L’affaire trouve son origine dans un partenariat entre le prévenu et une association locale chargée de la collecte de fonds. Le plaignant reproche à l’accusé de l’avoir escroqué d’un montant supérieur à 300 millions de FCFA. Cependant, l’avocat du prévenu conteste vigoureusement cette assertion, qualifiant cette somme de « imaginaire » et soutenant que le montant véritable des transactions ne serait en réalité que de 70 millions de FCFA.

Au cours de l’audience, l’avocat de la défense a présenté le parcours judiciaire du prévenu, soulignant que le plaignant avait déposé plusieurs plaintes auprès des Renseignements généraux, d’un commissariat de police, ainsi qu’à Korotoro. Il a expliqué que suite à des problèmes de santé, le prévenu, précédemment détenu à Korotoro, avait été transféré à N’Djamena.

La défense a également avancé que son client pourrait lui-même être la victime d’une escroquerie orchestrée par une tierce personne considérée comme « intouchable », et dont le tribunal aurait refusé l’audition.

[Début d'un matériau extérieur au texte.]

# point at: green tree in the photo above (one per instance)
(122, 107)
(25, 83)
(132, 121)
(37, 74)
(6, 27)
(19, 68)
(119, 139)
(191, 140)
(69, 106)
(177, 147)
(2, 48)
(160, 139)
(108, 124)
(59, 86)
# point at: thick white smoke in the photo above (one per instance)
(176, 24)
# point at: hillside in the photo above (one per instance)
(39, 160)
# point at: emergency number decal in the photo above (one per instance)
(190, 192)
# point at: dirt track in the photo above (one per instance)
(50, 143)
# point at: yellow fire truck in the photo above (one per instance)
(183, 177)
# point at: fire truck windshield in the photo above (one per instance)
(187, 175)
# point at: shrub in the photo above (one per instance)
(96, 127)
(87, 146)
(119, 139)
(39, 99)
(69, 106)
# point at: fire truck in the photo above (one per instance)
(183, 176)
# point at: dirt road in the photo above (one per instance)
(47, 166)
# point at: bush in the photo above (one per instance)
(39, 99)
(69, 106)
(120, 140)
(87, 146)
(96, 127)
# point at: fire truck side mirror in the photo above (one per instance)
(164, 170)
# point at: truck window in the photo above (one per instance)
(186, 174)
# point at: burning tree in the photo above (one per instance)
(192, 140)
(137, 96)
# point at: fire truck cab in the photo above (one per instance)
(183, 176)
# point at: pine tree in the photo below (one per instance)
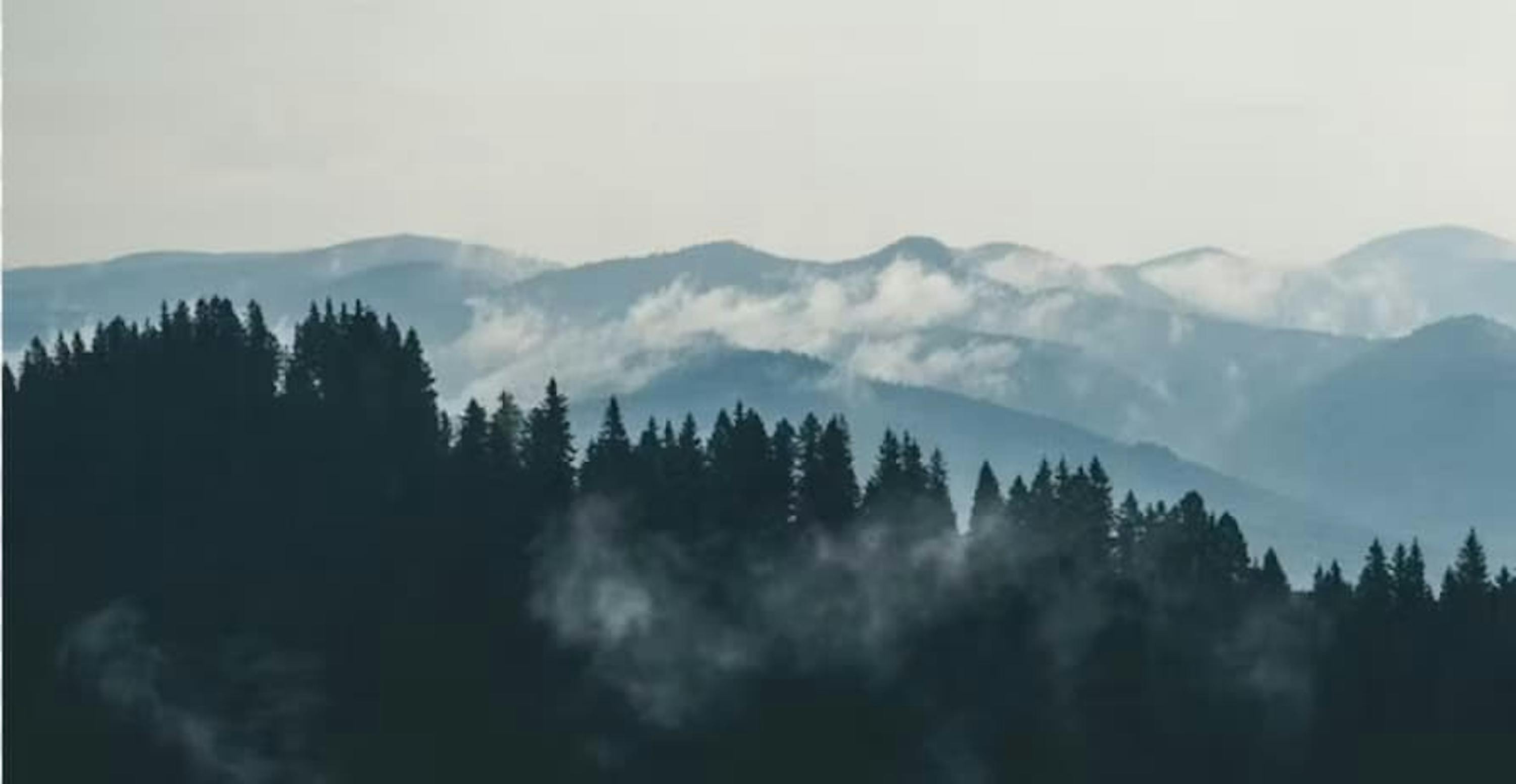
(889, 475)
(939, 515)
(1131, 527)
(608, 466)
(1271, 583)
(505, 440)
(836, 497)
(1410, 592)
(989, 507)
(548, 454)
(1018, 503)
(784, 463)
(810, 481)
(1374, 592)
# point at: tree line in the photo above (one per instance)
(231, 560)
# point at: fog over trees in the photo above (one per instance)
(235, 560)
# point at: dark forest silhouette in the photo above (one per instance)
(234, 562)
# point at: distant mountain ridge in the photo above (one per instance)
(1225, 360)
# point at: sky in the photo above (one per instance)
(577, 129)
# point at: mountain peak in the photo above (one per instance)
(1191, 254)
(919, 248)
(1465, 328)
(1433, 243)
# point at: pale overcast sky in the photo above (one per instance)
(577, 129)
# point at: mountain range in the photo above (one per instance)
(1318, 403)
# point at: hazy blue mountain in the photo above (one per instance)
(422, 279)
(607, 288)
(1418, 276)
(1385, 287)
(1415, 434)
(968, 431)
(924, 313)
(1006, 323)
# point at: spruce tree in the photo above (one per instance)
(608, 466)
(548, 454)
(989, 507)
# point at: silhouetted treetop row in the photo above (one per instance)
(198, 515)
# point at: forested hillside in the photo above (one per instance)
(234, 560)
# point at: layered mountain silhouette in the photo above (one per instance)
(1307, 381)
(1416, 431)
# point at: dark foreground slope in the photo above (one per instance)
(225, 562)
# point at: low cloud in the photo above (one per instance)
(264, 741)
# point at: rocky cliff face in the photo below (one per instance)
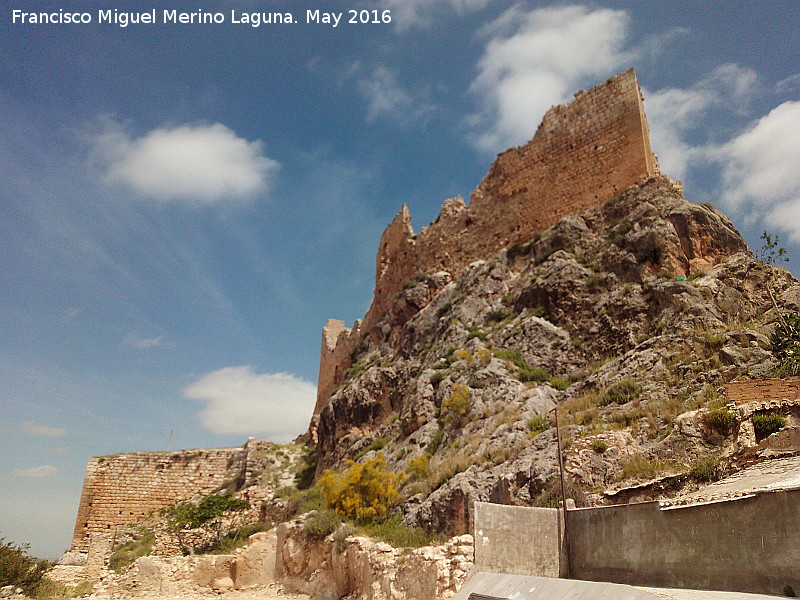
(624, 316)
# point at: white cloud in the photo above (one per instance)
(674, 114)
(407, 13)
(240, 401)
(32, 428)
(760, 174)
(36, 472)
(71, 314)
(536, 59)
(203, 164)
(386, 98)
(141, 343)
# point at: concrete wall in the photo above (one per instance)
(516, 539)
(120, 489)
(749, 545)
(584, 153)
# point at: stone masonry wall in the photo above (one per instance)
(584, 153)
(121, 489)
(763, 390)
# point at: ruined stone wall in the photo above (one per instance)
(584, 153)
(120, 489)
(763, 390)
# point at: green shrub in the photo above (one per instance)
(186, 515)
(767, 423)
(304, 478)
(785, 345)
(620, 393)
(18, 568)
(721, 420)
(641, 466)
(322, 523)
(237, 538)
(537, 424)
(474, 332)
(394, 532)
(299, 502)
(419, 466)
(124, 556)
(436, 441)
(705, 470)
(495, 316)
(533, 374)
(364, 492)
(437, 378)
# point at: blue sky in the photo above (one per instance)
(182, 207)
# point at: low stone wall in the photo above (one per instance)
(338, 566)
(250, 567)
(747, 544)
(763, 390)
(750, 544)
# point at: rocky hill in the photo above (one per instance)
(627, 316)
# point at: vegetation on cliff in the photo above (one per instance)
(628, 317)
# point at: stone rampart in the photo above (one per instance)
(122, 489)
(746, 544)
(584, 153)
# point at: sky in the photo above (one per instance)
(184, 205)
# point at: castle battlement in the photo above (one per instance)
(584, 153)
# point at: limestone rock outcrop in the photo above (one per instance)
(624, 315)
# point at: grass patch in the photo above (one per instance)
(642, 467)
(765, 424)
(299, 502)
(537, 424)
(48, 589)
(620, 393)
(237, 538)
(706, 470)
(395, 533)
(322, 523)
(436, 441)
(126, 554)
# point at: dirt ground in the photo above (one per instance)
(270, 592)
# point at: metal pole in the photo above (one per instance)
(567, 568)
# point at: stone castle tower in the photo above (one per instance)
(583, 153)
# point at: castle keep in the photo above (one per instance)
(583, 153)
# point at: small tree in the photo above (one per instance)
(206, 515)
(19, 569)
(457, 405)
(364, 492)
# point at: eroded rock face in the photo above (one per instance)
(647, 289)
(339, 566)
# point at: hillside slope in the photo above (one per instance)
(625, 316)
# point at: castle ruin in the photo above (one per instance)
(584, 153)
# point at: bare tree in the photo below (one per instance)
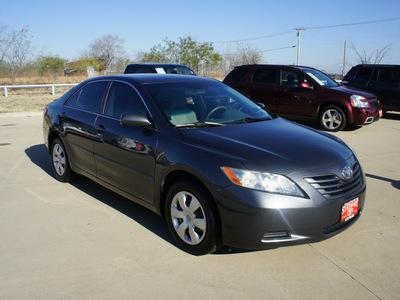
(3, 42)
(374, 57)
(16, 49)
(109, 48)
(243, 55)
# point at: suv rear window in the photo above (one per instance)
(237, 74)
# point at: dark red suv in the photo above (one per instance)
(303, 92)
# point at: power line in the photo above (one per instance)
(253, 39)
(308, 28)
(294, 46)
(352, 24)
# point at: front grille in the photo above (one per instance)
(374, 103)
(331, 186)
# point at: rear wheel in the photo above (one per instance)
(332, 118)
(191, 218)
(59, 161)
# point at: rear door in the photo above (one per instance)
(79, 115)
(388, 87)
(263, 85)
(125, 156)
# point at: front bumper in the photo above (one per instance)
(253, 219)
(364, 116)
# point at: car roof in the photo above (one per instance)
(274, 66)
(378, 65)
(150, 78)
(155, 64)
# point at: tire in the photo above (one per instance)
(332, 118)
(59, 161)
(191, 218)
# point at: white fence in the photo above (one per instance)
(53, 87)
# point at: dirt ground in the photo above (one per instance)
(19, 100)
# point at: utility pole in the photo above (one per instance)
(344, 57)
(299, 30)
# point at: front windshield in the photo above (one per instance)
(321, 78)
(201, 102)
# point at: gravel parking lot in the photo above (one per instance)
(81, 241)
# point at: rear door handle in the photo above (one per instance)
(100, 127)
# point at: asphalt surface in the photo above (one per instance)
(81, 241)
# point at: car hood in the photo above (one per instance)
(276, 145)
(351, 91)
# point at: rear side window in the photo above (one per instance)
(364, 73)
(122, 98)
(389, 75)
(265, 76)
(237, 74)
(291, 78)
(91, 96)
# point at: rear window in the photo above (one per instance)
(389, 75)
(237, 74)
(364, 73)
(265, 76)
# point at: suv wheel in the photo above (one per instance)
(191, 218)
(332, 118)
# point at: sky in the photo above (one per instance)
(66, 28)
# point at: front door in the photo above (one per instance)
(125, 156)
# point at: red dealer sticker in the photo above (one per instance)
(349, 210)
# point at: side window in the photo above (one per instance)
(291, 78)
(389, 75)
(265, 76)
(364, 73)
(122, 98)
(91, 96)
(74, 99)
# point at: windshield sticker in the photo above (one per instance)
(160, 70)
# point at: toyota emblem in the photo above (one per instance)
(347, 173)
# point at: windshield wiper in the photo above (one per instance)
(250, 120)
(199, 124)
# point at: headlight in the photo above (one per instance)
(263, 181)
(358, 101)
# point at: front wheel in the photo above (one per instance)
(332, 118)
(191, 218)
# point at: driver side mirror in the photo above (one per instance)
(305, 85)
(134, 120)
(262, 105)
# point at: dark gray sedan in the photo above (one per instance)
(220, 168)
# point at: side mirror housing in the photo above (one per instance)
(306, 85)
(134, 120)
(262, 105)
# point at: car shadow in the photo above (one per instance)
(395, 183)
(315, 125)
(391, 115)
(39, 155)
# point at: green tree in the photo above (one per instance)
(54, 64)
(200, 57)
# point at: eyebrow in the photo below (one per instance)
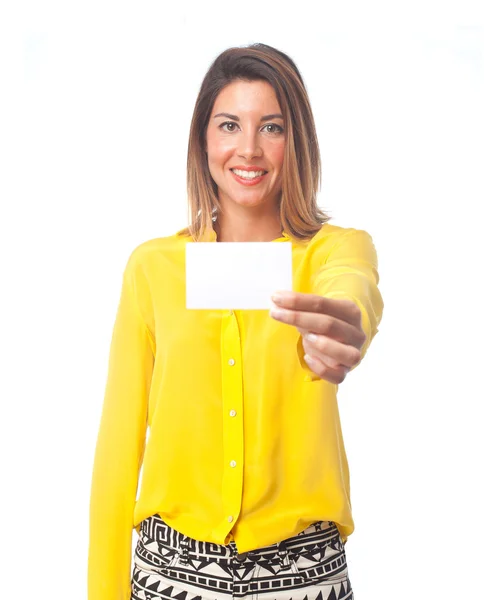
(236, 118)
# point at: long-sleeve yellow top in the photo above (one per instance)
(237, 438)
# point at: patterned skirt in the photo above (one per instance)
(309, 566)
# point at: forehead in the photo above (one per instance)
(247, 96)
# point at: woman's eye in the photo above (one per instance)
(275, 128)
(227, 123)
(279, 129)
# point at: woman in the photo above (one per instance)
(233, 413)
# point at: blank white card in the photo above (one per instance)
(236, 275)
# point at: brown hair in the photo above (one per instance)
(300, 215)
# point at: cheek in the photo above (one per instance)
(277, 154)
(219, 149)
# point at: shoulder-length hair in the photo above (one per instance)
(300, 215)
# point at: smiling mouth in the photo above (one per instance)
(248, 174)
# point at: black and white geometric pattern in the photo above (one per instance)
(170, 565)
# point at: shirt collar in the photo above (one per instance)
(210, 235)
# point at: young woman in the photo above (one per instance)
(233, 414)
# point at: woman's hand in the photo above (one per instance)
(335, 325)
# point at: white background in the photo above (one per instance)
(96, 100)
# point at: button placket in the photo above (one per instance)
(233, 433)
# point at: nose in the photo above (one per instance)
(249, 145)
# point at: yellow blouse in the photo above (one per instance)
(237, 437)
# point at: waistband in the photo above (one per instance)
(173, 541)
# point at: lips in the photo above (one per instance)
(249, 181)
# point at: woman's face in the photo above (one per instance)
(251, 136)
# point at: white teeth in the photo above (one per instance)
(248, 174)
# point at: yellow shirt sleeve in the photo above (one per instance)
(350, 271)
(120, 446)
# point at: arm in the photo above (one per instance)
(120, 446)
(350, 271)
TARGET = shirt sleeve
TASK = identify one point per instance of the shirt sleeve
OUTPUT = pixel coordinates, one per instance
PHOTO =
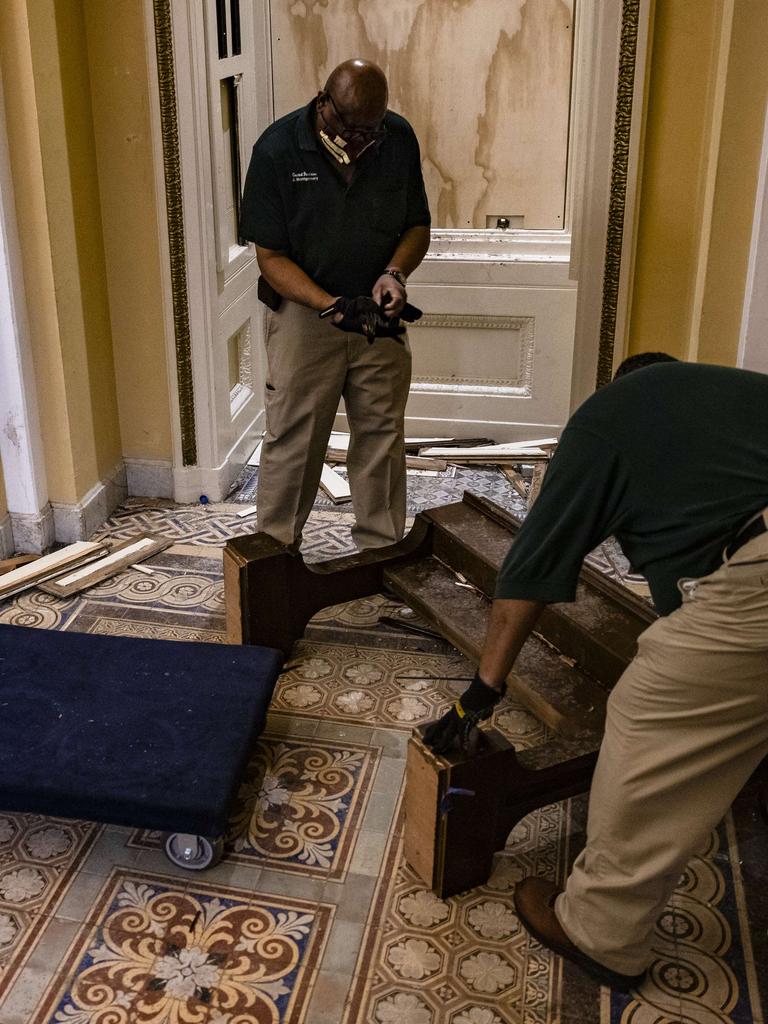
(262, 217)
(580, 505)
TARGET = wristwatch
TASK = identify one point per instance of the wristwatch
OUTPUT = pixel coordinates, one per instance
(398, 275)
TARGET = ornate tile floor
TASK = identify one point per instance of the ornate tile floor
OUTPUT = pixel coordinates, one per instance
(313, 916)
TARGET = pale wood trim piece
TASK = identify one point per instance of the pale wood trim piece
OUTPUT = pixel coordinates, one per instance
(335, 485)
(49, 565)
(122, 556)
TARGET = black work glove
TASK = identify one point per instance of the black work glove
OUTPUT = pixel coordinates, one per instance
(475, 705)
(358, 315)
(361, 315)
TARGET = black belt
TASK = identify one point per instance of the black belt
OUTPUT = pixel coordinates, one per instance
(753, 528)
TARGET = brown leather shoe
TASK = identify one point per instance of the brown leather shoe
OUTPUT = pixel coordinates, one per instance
(535, 902)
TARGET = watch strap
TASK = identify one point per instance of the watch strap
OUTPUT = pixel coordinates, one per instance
(398, 275)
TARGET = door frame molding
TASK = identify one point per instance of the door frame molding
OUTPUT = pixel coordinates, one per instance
(610, 55)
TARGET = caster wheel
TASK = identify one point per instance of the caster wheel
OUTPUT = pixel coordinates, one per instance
(763, 802)
(194, 852)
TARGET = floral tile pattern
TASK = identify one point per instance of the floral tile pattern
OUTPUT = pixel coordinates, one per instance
(313, 816)
(465, 960)
(38, 858)
(162, 952)
(368, 685)
(299, 807)
(699, 972)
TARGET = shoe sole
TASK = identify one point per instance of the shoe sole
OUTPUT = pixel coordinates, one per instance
(612, 979)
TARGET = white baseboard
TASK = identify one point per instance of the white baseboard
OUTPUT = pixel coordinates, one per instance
(193, 482)
(31, 532)
(78, 520)
(148, 478)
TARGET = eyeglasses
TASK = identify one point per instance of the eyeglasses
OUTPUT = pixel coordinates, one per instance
(353, 134)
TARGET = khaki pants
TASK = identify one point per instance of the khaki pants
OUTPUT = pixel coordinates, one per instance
(311, 365)
(687, 724)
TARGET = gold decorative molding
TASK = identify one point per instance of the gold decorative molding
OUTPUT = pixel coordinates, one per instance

Selon cette version des faits, le plaignant, en conspiration avec ce tiers, aurait cherché à faire porter l’intégralité de la responsabilité sur le prévenu en exagérant artificiellement l’ampleur de la créance.

Après avoir entendu les différents arguments, le tribunal a décidé de mettre sa décision en délibéré. Le jugement sera rendu lors d’une prochaine audience, laissant en suspens le sort du prévenu et des accusations qui pèsent sur lui. Cette affaire souligne les problématiques de la justice dans des affaires d’escroquerie, notamment concernant l’évaluation des montants et la crédibilité des preuves présentées.